Well, this would be exactly the effect of having GM script information in
loggable form in the request header. First of all, people who are GM-unaware
will be alerted to its existence. Secondly, the scope of usage will be clear
("X% of visitors are viewing our site with this script!"), which would have
much more weight with big companies that a single person sending them an
email, and would be very interesting even to GM-savvy folks who know that a
script exists but have no idea how widely it is used.
> 3. "with an opt out for sites that try to abuse this" is where another
> arms race begins. What defines abuse? And if we declare a site so
> abusive that we don't want to admit to using GM there, what's to stop
> them sniffing it out via Javascript; and we sniff out the sniffing; and
> they sniff out *that*... And then come the Forrester reports and
> newsbytes about those oppressive GM guys singling out and defaming those
> poor little websites -- if these seems far-fetched, note the recent
> hand-wringing over the mean, nasty, huge Web Standards Project singling
> out poor little Microsoft when discussing the ACID2 CSS tests.

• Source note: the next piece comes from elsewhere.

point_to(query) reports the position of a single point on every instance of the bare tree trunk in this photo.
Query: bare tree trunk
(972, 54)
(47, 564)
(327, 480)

I'm not suggesting that anyone define abuse. If a script author wants it to
be stealthy, he or she adds the appropriate metadatum. Period. Likewise, I'm
not sure that this would be a PR issue for GM. On the contrary, in the face
of the Forrester report (which I finally read and which is shockingly
negative about GM) and inevitable further negative press, it would be
fantastic to be able to demonstrate that the GM community is listening and
proactively coming up with ways to work with site operators who are
concerned about these issues.
> Like so many things, GM is a great example of the value of
> loosely-connected, decentralized adaptation. List all the complications
> you can think of ahead of time, if we get further entwined with the
> server side of the equation. Now triple that number, as a rough estimate.
Can you give an example of this? I'm not sure I understand why giving
feedback to the server would increase these complications at all.